Artificial Intelligence to give new access to 500-year-old manuscripts
Ground-breaking computational methods will be used by a team of researchers to advance the access of historical collections and study the history of Early Colonial Mexico.
Grants of £250,000 from the Arts and Humanities Research Council (AHRC) and $150,000 from the National Endowment for the Humanities (NEH) will enable the team from LJMU and Lancaster University to carry out a three-year project, using artificial intelligence.
The project ‘Unlocking the Colonial Archive: Harnessing Artificial Intelligence for Indigenous and Spanish American Historical Collections’ is a joint project between the UK and the US (AHRC/NEH) under the call New Directions for Digital Scholarship in Cultural Institutions and will involve working with industry partners.
The project brings together a strong team to work with some of the most important collections for the study of colonial Latin America.
This includes the main collections from the LLILAS Benson Library, such as the iconic 16th century Geographic Reports of New Spain and the collection of the Primeros Libros de las Americas at the University of Texas at Austin, the Royal Archive of Cholula in Mexico, and some of the historical collections from the General Archive of the Nation in Mexico.
The main objective of the project will be to solve some of the most important challenges that research with historical collections usually pose.
Even when digitally accessible, historical texts are difficult to work with due to calligraphy, changes in spelling over time, and even working out the different types of ‘hands’.
The compilation of information from large historical collections usually take years. Furthermore, when working with image collections such as historical maps and paintings, comparative studies are usually slow due to the long process of identification of iconography and elements that this requires.
Working with industry partners, the project will use machine learning methods in three distinct research areas to:
· Create automated transcriptions of handwritten 16th and 17th century Indigenous and Spanish American historical documents.
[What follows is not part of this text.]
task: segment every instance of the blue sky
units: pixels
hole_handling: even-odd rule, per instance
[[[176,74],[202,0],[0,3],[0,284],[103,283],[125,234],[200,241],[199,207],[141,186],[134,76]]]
This will be done using and experimenting with state-of-the-art Handwritten Text Recognition.
· Identify and mine from large multilingual historical text collections information about historical topics of interest using a combination of techniques from the fields of Natural Language Processing (NLP), Linked Data (LD), and Corpus Linguistics.
· Facilitate the automated identification of iconographic elements as well as the search and analysis of pictorial features in Mexican Indigenous maps and printed books, using Computer Vision techniques in combination with Linked Data.
In addition to the technological component, through the analysis of specific collections, the project will advance understanding of the colonial situation of the Viceroyalty of New Spain (in the area that is now Mexico) immediately after the fall of the Aztec Empire.
UK Project Principal Investigator and a Senior Lecturer in Digital Humanities at Lancaster University Dr Patricia Murrieta-Flores said: “This work will create a step change in the ways we do research with textual and image collections. The creation of techniques to, for instance, create automatic transcriptions from historical documents will make these accessible to more researchers worldwide, and as part of the project, we will also train humanists in the use of all these methods.”
Dr Murrieta-Flores will work with Co-Investigator Dr Javier Pereda from Liverpool John Moores University, US PI Kelly McDonough and US Co-I Albert Palacios the University of Texas in Austin and the Llilas Benson Library.
Senior Lecturer in Graphic Design and Illustration at Liverpool John Moores University Dr Javier Pereda, said: “This is a very exciting research opportunity since it enables us to engage with a very complex and large dataset from the Spanish colonial archive. Most importantly it will open new doors of collaboration between world leading institutions and researchers around the world. I am particularly interested in how heritage organisations, researchers and general users can benefit from the role of Semantic Web and Artificial Intelligence technologies.”
A large team of international collaborators from Mexico will include: the National Autonomous University of Mexico (IIE-UNAM), the Meritorious Autonomous University of Puebla (BUAP), the National School of Anthropology and History (ENAH), the National Institute of Anthropology and History (INAH), and the You-I Lab (IPICYT);
European partner institutions include the University of Alicante, the University of Lisbon, Innsbruck University, Zurich University of the Arts.
Industry partners are the Lucentia Lab, Tagtog, and Transkribus.